Translated into Italian, Slovene, Macedonian translations: (notionally) Russian translation pending    

     Sing. One word. Sing!
     She doesn’t speak, has never spoken. Four years old and not a word.
     Some people say she’s deaf or simple; others that she’s both, but they’d be wrong. This child takes instruction, clears her plate. Comes when she is called. She doesn’t laugh much and thank god seldom runs. She is not as clumsy as most her age and has no perceptible need of toys. As for her silence - well. that was an admirable trait in a woman. What’s more she can find her own way home, blindfold if the need arose.

     Grey walls rising three floors. It’s a plain house, neither elegant nor grand. Sufficient is the word that springs to mind: this house is pleasingly adequate. There is a door and matching shutters in dutiful loden; ten solid apartments and loft-space, all necessary. There are Music rooms, workshops, the warehouse; a spread of bedrooms, a sitting room, parlour, kitchen. One servant’s room, one servant, three big windows, eleven pianos. That’s what bulks up the space.
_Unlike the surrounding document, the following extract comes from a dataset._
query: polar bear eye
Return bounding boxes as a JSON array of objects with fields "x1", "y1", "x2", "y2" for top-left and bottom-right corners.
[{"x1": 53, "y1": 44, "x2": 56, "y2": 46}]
Pianos. They’re not slight beasts, not dainty. Varnished edges sharp enough to cut, snap-shut lids, shin-battering pedals, stops, stands. Watch boys lifting them for transport and you’d see - pianos, even small ones with painted lids and silver candle sconces, all nymphs and weeping trees, are brutes. Unwieldy lumps. Stand between them and they crack, moan, breathe out wood: a little girl could get lost among their brown bull legs. That she never does is just as well, for the pianos keep coming. He trades one, puts one out for hire, two more appear. Teaching, trade, sale and barter; livelihood, aspiration: this house is made of pianos. That’s what people come here for. The hall is full of silhouettes; cheaper than miniatures. One bears a passing resemblance to Schubert, another Beethoven. Everyone has these. But trying to concentrate, to think in this place is impossible. This house has no peace. It rings and resonates, echoes from all its corners. Pianos. Voices. Sound.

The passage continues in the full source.